The whistle blew the first guy went straight down to the water, barely touched the sponge in the water, straight back to the bucket – super fast only to realise his disappointment that he hadn’t gathered much water. The second guy went in – slowly pushed the sponge under water, waited, waited, waited until it had clearly soaked up as much water as it could, his team was yelling hurry up and he picked up the heavy sponge and carried is back to the bucket only to have the guy who went before him grab it out of his hands and ring out the water into the bucket. Then it was my sons turn. He ran out deep, beyond where he needed to go and where I thought he would go because he had his own agenda. He wanted to dive under the water and fill the sponge up as he did it. He wanted to have fun and cool down – it was quite a warm morning.

As he ran back up the beach the nipper who went first attempted to grab the sponge out of his hands to squeeze it into the bucket of water, only to have jack turn to him and say back off, to which the nippers eyes opened wide and he took 2 steps back. Next was the kid who was at the back of the team when the game was being explained. He didn’t even realise it was his turn. The guys were yelling at him to go, go, go. He had no idea what to do. He casually picked up the sponge, headed to the water as he looked to see what the other teams were doing, wet the sponge, had a look around and then proceeded back up the beach towards another teams bucket, completely unaware he was going to the wrong teams bucket.

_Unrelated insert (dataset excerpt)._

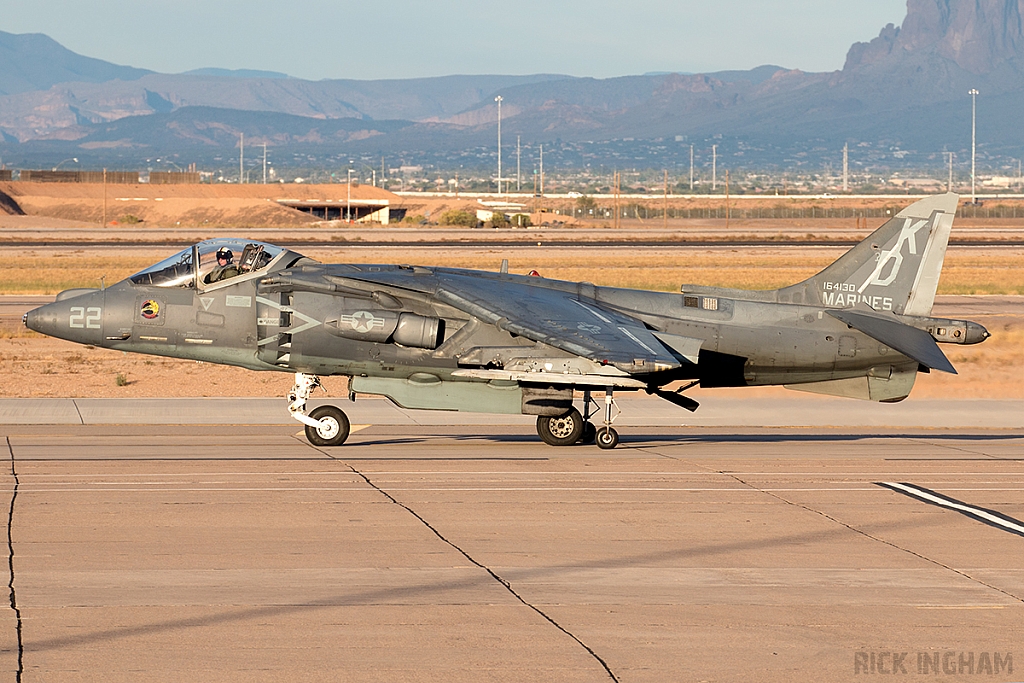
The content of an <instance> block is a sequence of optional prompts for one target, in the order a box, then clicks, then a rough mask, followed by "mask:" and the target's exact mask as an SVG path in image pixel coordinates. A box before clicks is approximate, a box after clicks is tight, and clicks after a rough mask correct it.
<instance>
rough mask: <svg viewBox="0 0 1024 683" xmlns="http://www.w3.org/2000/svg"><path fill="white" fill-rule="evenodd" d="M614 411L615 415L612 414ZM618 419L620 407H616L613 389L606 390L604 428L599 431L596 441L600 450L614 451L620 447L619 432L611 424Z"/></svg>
mask: <svg viewBox="0 0 1024 683" xmlns="http://www.w3.org/2000/svg"><path fill="white" fill-rule="evenodd" d="M612 411H614V413H612ZM617 417H618V407H617V405H615V398H614V396H613V394H612V388H611V387H605V388H604V426H603V427H600V428H599V429H598V430H597V434H596V436H595V440H596V441H597V447H599V449H604V450H608V449H614V447H615V446H616V445H618V432H616V431H615V429H614V427H612V426H611V423H612V422H614V421H615V418H617Z"/></svg>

Honestly it was hilarious. This continued on for another round and similar behaviors taking place. Right before my eyes, here was an example of 6 year olds all demonstrating various degrees of behavior of Dominance, Influence, Steadiness and Compliance. I had a little chuckle to myself and thought wow….it starts so young. The way kids play on the beach or in the playground can really be a great indication as to how what they are exposed to early in their lives influences their choices and the way they behave.

I tried to work out which kids belonged to which parents but that was nearly impossible, goes to show, they too just like the sponges on the beach are little sponges so we better watch how we behave, they’re picking up more than we realise and probably want to know.